Comme nous l'avons néanmoins déjà fait observer dans nos conclusions dans l'affaire 68/79 (Just précitée) et comme le soulignait également M. l'avocat général Warner dans ses conclusions dans l'affaire 33/76 (Rewe — précitée), il n'est pas possible de comparer une situation dans laquelle des taxes indûment perçues par des États membres font l'objet d'une demande en répétition avec celle qui faisait l'objet de l'affaire Defrenne. C'est ainsi que la Commission en particulier remarque, elle aussi, à juste titre, que l'affaire Defrenne mettait essentiellement en jeu les intérêts de personnes privées qui avaient été induites en erreur tant par l'attitude de plusieurs États membres que par le comportement des institutions communautaires, et qui avaient pris des mesures de caractère financier en conséquence. Or, en l'espèce, il est simplement question d'une obligation de remboursement de taxes qui n'auraient pas dû être perçues. Dans l'affaire Defrenne, des employeurs privés notamment avaient versé des indemnités différentes aux employés de sexe masculin et employés de sexe féminin, en vertu d'une législation nationale ou de conventions salariales, alors qu'en l'espèce la République italienne a elle-même édicté une réglementation incompatible avec le droit communautaire. Il n'existe à cet égard aucune considération impérative tirée de la sécurité juridique pour limiter le champ d'application dans le temps de l'arrêt de la Cour.

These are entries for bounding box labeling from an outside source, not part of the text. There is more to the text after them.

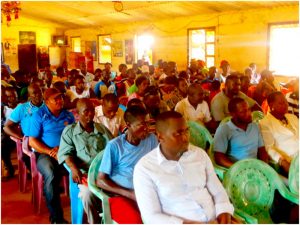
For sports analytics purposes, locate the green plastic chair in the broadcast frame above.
[252,111,265,123]
[223,159,299,224]
[88,151,116,224]
[288,153,299,196]
[187,121,227,180]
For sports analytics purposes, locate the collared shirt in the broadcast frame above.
[9,101,42,136]
[133,144,234,224]
[99,134,158,189]
[211,91,256,121]
[259,112,299,162]
[94,105,126,137]
[175,98,211,123]
[57,122,113,172]
[213,120,264,162]
[28,105,75,148]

Nous proposons donc à la Cour de répondre aux questions comme suit:

Il résulte de l'effet direct attaché à l'article 13, paragraphe 2, du traité CEE que les particuliers détiennent un droit à restitution des sommes perçues contrairement au droit communautaire, depuis le 1er janvier 1970, à titre de taxes reconnues d'effet équivalant à des droits de douane. Il appartient cependant aux juridictions nationales de décider si et dans quelle mesure les droits doivent être remboursés; ces dernières ont la faculté de prendre en compte notamment, sur le fondement du droit interne, le fait que la charge dont il s'agit a été répercutée sur les acquéreurs des produits importés. Toutefois, les modalités d'exercice de ces droits ne sauraient être moins favorables que celles des droits similaires qui dérivent du droit de l'Etat membre, étant entendu que l'exercice du droit ne peut pas être rendu impossible en pratique.